Adoptée par l'UE en 2000, cette devise n'a jamais conquis le cœur des citoyens. La chute constante du taux de participation aux élections européennes depuis 1979 (43% en 2009) a poussé les responsables de la communication du PE à reconsidérer leur stratégie afin d'inverser, ou du moins freiner, la tendance en 2014.
Le Parlamentarium fait partie d'un projet plus ample visant à faire découvrir l'institution à un nombre croissant de personnes qui, jusqu'à hier, devaient se contenter d'un "Infopoint" sommaire et d'une éventuelle visite guidée du Parlement. Un autre projet, encore plus ambitieux, a été lancé en 2007 par Hans-Gert Pöttering, à l'époque président du Parlement, dans son allocution inaugurale à Strasbourg:
Dans les musées nationaux, l’histoire européenne est presque toujours présentée sous le seul angle national. Je souhaite que l’on crée un lieu de mémoire et d’avenir où l’idée européenne puisse prospérer. Je propose la création d’une Maison de l’histoire européenne".

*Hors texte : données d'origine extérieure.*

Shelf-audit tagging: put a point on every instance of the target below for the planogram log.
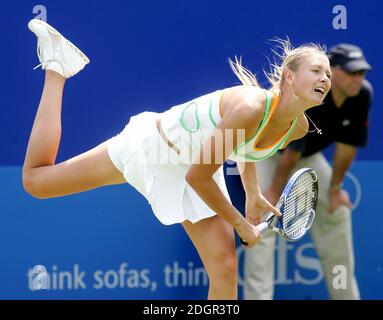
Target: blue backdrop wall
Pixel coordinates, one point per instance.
(150, 55)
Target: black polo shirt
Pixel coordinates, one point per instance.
(347, 124)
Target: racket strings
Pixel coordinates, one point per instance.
(299, 202)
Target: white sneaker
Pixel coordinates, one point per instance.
(55, 52)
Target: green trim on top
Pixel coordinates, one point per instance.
(196, 118)
(263, 122)
(277, 146)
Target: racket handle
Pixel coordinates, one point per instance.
(263, 227)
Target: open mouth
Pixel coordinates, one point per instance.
(321, 91)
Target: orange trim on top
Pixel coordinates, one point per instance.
(272, 109)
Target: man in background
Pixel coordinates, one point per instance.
(343, 120)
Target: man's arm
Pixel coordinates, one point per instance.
(343, 157)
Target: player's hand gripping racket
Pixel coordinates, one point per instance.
(297, 205)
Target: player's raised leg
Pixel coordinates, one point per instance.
(41, 176)
(214, 241)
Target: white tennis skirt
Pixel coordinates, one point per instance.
(156, 171)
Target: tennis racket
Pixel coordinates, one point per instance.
(297, 205)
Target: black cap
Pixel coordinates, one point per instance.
(349, 57)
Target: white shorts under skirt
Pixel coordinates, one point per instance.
(154, 169)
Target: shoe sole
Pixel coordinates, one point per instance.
(45, 25)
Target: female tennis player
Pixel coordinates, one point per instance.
(175, 158)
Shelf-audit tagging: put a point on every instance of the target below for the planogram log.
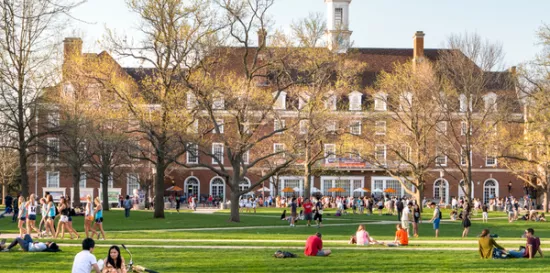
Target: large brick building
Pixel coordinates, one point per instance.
(490, 179)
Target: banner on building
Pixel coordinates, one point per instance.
(83, 193)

Le futur musée devrait ouvrir en 2014 dans les locaux de l'ancien institut dentaire Georges Eastman, situé dans un parc aux abords du Parlement. Mais en temps de crise, les voix s'élevant contre ce projet se multiplient.
Un projet casse-coût
Si, au début, certains contestaient le sens même d'un tel musée (où commence l'histoire de l'Europe? Et peut-on dire qu'il y a une seule histoire de l'Europe?), c'est maintenant surtout son poids sur le budget du Parlement qui dérange: 31 millions pour les travaux de rénovation et d'extension du bâtiment; 21,5 pour l'aménagement des espaces d'exposition et des bureaux ; 11,5 pour le fonctionnement annuel du musée (le chiffre initialement prévu était de 13,45 millions).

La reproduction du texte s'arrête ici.